(Columna publicada: 24 de diciembre, 2016).

Hace años lo vi escrito con gruesos trazos en un muro en la ciudad de México: «Hoy soy feliz. Viene la Navidad». Y es lo normal: que por esta época del año la gente festeje, ría, sea optimista y no se amargue la vida. Eso es lo sano: fraternizar con la familia y con los amigos; poner a un lado los sinsabores; confortarse para seguir adelante, y contentar las ilusiones de nuestros hijos envolviendo regalos. Es momento de nutrir las fantasías que nos deleitaron en la niñez y que de adultos nos agrandan el alma. Es tiempo de disfrutar a Santa Claus, de apreciarlo en su justa medida, sin idiotizarnos obviamente con la fábula pero estimando lo que simboliza.

Supongo que a ustedes les pase como a mí con el recuerdo de aquellas noches mágicas de la infancia en vela, y luego las de los hijos, en espera de sorprender al personaje en algún momento de su peripecia, entrando en la casa con los juguetes a cuestas. Lo diferente hoy es que Santa no las tiene muy fácil. Primero, porque algunos aguafiestas impenitentes, con empacho racial, han llegado a cuestionar por qué en lugar de un gordito blanco y con la tez rosada no es un asiático, un hispano o un negro quien reparte los regalos. Y eso, como ustedes comprenderán, es un cambio de imagen muy radical y de hecho impracticable.

Este año, además, —para no perder la costumbre— todo está más caro, desde los juguetes hasta los arbolitos de Navidad, y la fiera competencia de Amazon y los camiones de Fedex y UPS nos han robado la tradicional estampa del gordo que reparte obsequios en un trineo de renos voladores. De cualquier manera, por suerte Santa sigue siendo una especie de amigo fiel que al final de año premia a quienes se portan bien, que le quieren, y son pocos los ya creciditos en la familia que no esperan el 25 de diciembre con el anhelo de que les traigan un regalo.

No hay nada de tonto en que los adultos sueñen. Aunque nada se compara con la ingenuidad de un niño en materia ensueños, quimeras e ilusiones. Yo sé de una de diez años que le ha pedido a Santa una granja real, con establos y pastos, que le sirva de guardería animal. «No quiero que muera uno más», le escribió refiriéndose a las reses y pollos que terminan en el matadero. El hecho es que con los pequeños nadie sabe a qué atenerse. Se ve uno en situaciones graciosas pero también difíciles y tristes, como le sucedió este mes a Eric Schmitt-Matzen, un hombre de 60 años, la viva hechura del gordo sonriente de traje rojo y barba blanca. Al señor lo llamó una enfermera amiga pidiéndole que fuese al hospital porque un paciente de cinco años con una enfermedad terminal pedía ver a Santa.

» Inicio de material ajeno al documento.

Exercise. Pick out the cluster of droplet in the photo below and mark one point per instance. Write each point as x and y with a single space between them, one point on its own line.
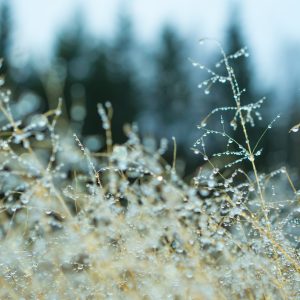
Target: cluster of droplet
123 224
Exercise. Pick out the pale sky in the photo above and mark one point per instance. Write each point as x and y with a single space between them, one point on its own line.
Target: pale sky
271 26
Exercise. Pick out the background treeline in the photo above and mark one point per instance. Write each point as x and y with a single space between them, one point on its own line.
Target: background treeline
156 88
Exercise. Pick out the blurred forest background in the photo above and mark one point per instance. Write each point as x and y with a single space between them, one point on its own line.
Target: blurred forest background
156 87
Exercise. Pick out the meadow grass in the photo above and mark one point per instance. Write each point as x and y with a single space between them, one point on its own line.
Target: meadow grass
122 224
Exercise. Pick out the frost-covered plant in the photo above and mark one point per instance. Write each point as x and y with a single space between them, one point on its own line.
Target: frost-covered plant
121 224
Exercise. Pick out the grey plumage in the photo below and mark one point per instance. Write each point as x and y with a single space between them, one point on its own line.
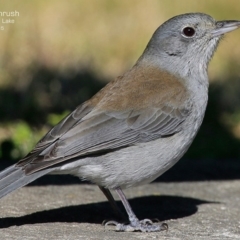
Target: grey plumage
14 177
140 124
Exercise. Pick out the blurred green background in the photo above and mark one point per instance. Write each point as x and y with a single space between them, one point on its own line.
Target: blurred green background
59 53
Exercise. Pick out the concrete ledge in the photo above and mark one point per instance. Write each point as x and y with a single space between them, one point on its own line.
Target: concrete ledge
192 210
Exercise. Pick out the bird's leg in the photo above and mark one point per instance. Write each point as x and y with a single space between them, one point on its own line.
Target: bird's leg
113 203
145 225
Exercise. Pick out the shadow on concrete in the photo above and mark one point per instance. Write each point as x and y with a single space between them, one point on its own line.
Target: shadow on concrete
160 207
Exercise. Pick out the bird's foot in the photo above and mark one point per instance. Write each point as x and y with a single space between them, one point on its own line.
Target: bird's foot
145 225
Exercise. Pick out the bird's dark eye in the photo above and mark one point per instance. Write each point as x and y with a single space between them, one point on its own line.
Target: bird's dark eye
188 32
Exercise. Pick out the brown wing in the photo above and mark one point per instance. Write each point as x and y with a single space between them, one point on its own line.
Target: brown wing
112 122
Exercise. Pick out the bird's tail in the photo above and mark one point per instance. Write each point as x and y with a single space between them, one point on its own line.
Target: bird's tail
14 177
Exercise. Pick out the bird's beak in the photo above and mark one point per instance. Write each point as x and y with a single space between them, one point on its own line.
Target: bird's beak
223 27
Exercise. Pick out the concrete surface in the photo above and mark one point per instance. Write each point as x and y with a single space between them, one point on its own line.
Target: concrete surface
192 210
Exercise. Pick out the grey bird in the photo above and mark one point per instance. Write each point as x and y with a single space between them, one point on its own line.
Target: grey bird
139 125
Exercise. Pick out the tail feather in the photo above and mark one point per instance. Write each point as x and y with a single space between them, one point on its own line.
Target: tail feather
14 177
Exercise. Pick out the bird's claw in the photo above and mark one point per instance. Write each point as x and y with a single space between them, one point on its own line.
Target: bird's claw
145 225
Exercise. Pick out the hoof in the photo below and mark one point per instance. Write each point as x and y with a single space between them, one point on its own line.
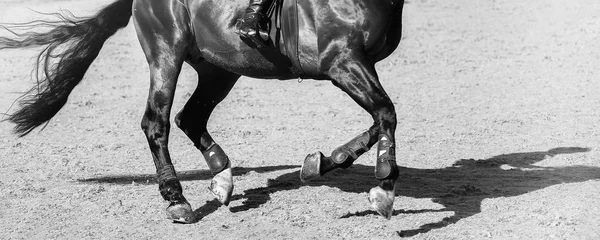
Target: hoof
311 168
222 186
180 213
382 201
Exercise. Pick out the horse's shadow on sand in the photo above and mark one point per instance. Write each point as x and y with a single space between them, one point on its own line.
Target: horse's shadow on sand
459 188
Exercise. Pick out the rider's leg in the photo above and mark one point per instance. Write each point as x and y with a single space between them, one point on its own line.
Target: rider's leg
249 25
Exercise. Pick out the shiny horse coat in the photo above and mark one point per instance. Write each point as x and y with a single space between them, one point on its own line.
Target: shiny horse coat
337 40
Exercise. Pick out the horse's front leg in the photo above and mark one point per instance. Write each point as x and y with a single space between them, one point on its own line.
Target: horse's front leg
357 77
213 86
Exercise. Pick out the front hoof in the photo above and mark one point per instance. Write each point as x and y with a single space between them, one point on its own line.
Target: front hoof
180 212
311 168
222 186
382 201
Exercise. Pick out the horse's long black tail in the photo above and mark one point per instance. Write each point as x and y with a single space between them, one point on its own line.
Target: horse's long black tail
70 47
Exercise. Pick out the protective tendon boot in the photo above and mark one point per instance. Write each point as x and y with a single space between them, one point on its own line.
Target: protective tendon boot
342 156
252 24
221 185
346 154
386 170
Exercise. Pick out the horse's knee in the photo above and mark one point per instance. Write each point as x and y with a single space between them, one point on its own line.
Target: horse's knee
154 125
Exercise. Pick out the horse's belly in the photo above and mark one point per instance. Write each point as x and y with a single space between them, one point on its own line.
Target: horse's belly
264 64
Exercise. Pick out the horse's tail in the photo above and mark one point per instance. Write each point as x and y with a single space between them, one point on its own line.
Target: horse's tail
70 47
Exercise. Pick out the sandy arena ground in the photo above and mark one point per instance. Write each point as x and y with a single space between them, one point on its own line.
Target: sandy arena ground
498 138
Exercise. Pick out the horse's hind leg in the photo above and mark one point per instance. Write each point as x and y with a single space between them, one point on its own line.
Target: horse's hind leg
353 74
165 41
213 85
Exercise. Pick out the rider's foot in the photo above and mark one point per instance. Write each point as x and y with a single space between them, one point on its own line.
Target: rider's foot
251 24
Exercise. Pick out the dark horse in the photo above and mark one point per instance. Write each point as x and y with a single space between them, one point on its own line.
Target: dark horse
336 40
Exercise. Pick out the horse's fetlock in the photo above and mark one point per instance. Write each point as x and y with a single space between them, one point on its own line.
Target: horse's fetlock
216 159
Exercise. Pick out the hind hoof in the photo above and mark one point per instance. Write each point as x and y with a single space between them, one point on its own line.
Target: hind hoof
311 168
222 186
180 213
382 201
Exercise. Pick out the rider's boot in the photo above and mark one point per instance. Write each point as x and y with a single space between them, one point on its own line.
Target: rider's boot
251 24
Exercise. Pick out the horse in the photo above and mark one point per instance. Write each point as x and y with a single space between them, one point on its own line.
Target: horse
326 40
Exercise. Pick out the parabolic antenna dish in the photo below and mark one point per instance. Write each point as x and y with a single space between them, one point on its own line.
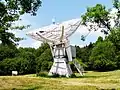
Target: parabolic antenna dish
52 33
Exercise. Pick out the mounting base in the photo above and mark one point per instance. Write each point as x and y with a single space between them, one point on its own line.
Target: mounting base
61 67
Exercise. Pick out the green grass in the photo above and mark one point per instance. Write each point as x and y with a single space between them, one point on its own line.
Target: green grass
91 81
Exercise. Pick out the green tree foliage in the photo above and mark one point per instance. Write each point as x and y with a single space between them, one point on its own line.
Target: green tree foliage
103 56
100 17
83 54
45 60
10 11
7 52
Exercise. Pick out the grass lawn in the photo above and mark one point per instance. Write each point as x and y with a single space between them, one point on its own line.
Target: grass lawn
91 81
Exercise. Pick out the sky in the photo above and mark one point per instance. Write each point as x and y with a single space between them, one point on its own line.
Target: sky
61 10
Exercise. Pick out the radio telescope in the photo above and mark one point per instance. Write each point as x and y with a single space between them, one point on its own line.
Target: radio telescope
57 36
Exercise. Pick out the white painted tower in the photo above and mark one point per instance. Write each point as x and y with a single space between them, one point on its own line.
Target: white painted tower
57 36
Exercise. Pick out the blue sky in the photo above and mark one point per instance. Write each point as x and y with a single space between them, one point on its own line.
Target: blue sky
61 10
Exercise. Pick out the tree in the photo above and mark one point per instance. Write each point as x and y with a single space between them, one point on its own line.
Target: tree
7 52
99 17
103 57
10 11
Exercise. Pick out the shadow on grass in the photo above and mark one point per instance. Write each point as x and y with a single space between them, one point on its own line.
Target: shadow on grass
28 88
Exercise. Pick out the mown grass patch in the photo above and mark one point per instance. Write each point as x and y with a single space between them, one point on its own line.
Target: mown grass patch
91 81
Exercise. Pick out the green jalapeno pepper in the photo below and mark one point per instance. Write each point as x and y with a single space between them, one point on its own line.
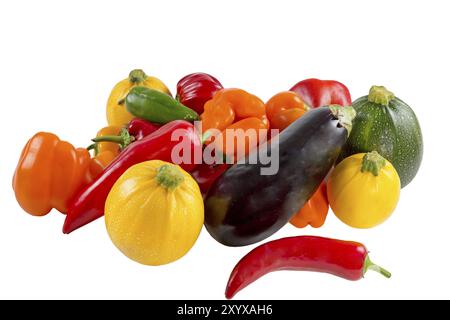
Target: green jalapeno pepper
156 106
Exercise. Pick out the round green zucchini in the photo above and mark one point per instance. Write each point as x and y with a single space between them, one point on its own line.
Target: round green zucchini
386 124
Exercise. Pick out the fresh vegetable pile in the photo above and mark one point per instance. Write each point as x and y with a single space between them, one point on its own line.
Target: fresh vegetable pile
165 166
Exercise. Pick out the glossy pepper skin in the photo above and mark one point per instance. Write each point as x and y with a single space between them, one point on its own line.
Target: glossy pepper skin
243 207
89 203
50 172
284 108
234 109
156 106
345 259
318 93
195 89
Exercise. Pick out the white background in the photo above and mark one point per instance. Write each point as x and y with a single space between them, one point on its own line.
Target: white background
60 59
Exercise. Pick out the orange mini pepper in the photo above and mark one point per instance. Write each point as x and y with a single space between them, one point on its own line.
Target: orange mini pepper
314 212
284 108
234 109
50 172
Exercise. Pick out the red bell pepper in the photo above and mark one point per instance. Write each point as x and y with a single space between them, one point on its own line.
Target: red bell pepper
345 259
195 89
318 93
89 203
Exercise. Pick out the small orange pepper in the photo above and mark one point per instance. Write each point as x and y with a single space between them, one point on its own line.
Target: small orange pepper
284 108
50 172
314 212
234 109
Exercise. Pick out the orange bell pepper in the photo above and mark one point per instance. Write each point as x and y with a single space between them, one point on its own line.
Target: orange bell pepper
284 108
314 212
234 109
50 172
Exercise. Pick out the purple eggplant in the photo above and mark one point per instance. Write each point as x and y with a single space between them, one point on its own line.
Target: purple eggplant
243 206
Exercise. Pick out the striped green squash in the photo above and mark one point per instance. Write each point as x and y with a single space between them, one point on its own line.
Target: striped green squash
388 125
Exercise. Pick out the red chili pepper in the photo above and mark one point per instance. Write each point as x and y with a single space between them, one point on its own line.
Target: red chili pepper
345 259
89 204
136 130
206 174
318 93
195 89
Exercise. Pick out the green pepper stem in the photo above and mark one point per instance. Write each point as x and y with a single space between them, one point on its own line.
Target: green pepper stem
137 76
369 265
380 95
93 146
373 162
169 176
115 139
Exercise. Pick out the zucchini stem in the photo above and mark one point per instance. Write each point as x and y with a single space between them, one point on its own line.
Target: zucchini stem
380 95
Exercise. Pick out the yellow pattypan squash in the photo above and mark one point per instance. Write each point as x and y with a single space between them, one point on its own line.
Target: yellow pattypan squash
363 190
154 212
116 113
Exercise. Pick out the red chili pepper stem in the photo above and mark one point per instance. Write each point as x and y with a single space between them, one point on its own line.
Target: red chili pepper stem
94 147
369 265
124 139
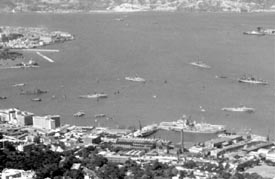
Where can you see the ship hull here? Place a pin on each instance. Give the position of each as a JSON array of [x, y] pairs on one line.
[[254, 82], [193, 131]]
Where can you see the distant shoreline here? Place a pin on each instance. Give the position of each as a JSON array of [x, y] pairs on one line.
[[139, 11]]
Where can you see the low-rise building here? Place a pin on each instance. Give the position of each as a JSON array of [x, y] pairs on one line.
[[46, 122]]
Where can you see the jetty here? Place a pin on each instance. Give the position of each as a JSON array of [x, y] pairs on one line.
[[45, 57], [37, 50]]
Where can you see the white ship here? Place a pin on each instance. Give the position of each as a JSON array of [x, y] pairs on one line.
[[188, 126], [136, 79], [200, 64], [239, 109], [94, 96]]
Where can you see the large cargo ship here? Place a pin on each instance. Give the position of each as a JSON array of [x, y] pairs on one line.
[[189, 126]]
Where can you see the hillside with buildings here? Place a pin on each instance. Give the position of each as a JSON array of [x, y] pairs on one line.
[[62, 6]]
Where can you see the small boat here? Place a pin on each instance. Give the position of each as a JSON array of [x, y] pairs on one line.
[[100, 115], [200, 64], [136, 79], [94, 96], [239, 109], [18, 85], [79, 114], [253, 32], [37, 99], [33, 92], [252, 80]]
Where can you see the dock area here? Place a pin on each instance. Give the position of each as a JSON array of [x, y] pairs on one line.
[[45, 57]]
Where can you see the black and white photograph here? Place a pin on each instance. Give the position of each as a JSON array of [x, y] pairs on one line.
[[137, 89]]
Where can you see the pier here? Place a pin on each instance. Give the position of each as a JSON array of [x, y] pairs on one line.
[[45, 57]]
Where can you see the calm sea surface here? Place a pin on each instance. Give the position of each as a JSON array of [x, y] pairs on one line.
[[157, 47]]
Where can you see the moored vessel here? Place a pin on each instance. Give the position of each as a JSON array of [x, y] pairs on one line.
[[189, 126], [95, 96], [146, 131], [252, 80], [200, 64], [239, 109], [136, 79]]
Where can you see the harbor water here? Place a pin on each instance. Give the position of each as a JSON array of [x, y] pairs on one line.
[[157, 47]]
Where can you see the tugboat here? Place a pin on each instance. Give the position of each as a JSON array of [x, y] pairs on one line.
[[239, 109], [200, 64], [94, 96], [136, 79], [252, 80]]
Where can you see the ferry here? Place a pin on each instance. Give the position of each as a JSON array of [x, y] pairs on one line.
[[188, 126], [94, 96], [200, 64], [146, 131], [252, 80], [136, 79], [239, 109]]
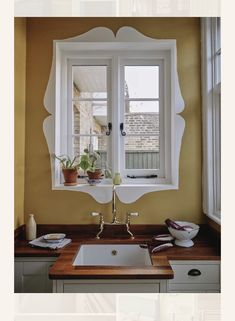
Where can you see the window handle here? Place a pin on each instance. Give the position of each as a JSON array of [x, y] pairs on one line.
[[122, 130], [109, 129], [194, 272]]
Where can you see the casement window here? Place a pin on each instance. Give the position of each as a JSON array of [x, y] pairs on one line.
[[118, 95], [211, 82], [117, 108]]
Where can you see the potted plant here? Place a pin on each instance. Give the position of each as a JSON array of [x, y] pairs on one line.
[[69, 169], [88, 163]]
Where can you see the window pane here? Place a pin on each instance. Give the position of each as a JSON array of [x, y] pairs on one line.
[[142, 152], [98, 144], [142, 117], [90, 82], [141, 82], [90, 117]]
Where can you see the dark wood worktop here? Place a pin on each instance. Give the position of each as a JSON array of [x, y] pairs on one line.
[[207, 247]]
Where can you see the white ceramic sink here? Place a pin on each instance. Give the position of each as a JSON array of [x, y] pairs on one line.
[[112, 255]]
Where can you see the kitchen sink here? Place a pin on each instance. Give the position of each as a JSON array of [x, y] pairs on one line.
[[113, 255]]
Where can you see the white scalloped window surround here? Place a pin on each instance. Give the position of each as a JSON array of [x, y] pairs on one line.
[[126, 39]]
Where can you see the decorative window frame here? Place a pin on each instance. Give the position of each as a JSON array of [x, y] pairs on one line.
[[211, 92], [104, 39]]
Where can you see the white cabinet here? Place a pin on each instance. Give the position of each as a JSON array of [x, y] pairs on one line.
[[31, 274], [195, 276], [109, 286]]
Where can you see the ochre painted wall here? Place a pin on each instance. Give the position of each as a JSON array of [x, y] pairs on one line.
[[20, 82], [74, 207]]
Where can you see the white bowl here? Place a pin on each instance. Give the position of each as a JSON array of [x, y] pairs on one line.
[[184, 238], [54, 237]]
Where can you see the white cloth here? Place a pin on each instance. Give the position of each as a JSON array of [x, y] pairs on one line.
[[40, 242]]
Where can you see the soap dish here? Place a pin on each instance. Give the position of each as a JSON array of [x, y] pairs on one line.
[[54, 237]]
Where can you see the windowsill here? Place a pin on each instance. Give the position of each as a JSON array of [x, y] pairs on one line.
[[126, 192]]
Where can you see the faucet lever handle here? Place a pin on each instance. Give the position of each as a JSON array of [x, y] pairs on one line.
[[95, 214], [134, 214]]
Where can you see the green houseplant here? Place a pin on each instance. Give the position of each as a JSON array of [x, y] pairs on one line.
[[69, 169], [88, 163]]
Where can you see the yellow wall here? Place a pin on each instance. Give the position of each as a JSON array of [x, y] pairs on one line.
[[20, 81], [73, 207]]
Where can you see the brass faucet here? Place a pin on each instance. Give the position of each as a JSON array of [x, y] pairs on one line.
[[101, 223], [128, 221], [114, 219]]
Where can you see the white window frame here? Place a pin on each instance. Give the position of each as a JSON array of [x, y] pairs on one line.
[[164, 107], [101, 43], [89, 60], [211, 94]]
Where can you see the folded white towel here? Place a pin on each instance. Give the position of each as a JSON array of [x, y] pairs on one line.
[[40, 242]]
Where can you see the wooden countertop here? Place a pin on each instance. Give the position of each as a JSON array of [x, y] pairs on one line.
[[206, 247]]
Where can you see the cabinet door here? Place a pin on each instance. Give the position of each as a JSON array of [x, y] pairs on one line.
[[31, 275], [107, 286], [195, 276]]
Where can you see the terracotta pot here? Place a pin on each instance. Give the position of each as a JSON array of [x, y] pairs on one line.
[[97, 174], [70, 176]]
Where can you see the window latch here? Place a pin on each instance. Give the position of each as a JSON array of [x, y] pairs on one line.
[[123, 133], [109, 129], [142, 176]]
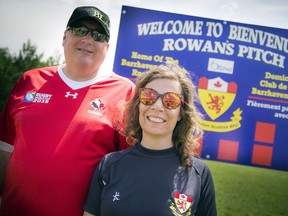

—Nadie entró conmigo —cuenta—.Todos se quedaron sollozando en un pasillo al otro lado de una ventana en cuidados intensivos.

Cuando se sentó en la cama del pequeño juguete en mano le dijo:

—He oído que andas diciendo que vas a perderte la Navidad. Pero eso no va a pasar.

El chiquillo tomó el juguete y sonrió feliz.

—Dicen que me voy a morir —le dijo—. ¿Qué digo cuando llegue adonde voy?

El hombre tragó en seco.

—Les dices que tu eres el reno principal de mi trineo, y yo sé que te van a dejar entrar.

—¿Me dejarán?

—Seguro.

El niño pareció recobrar la confianza, lo abrazó y le hizo otra pregunta al oído.

—Santa, ¿me puedes ayudar?

Esta vez él no tenía respuesta y optó por apretarlo contra su pecho. Segundos después, el pequeño falleció entre sus brazos.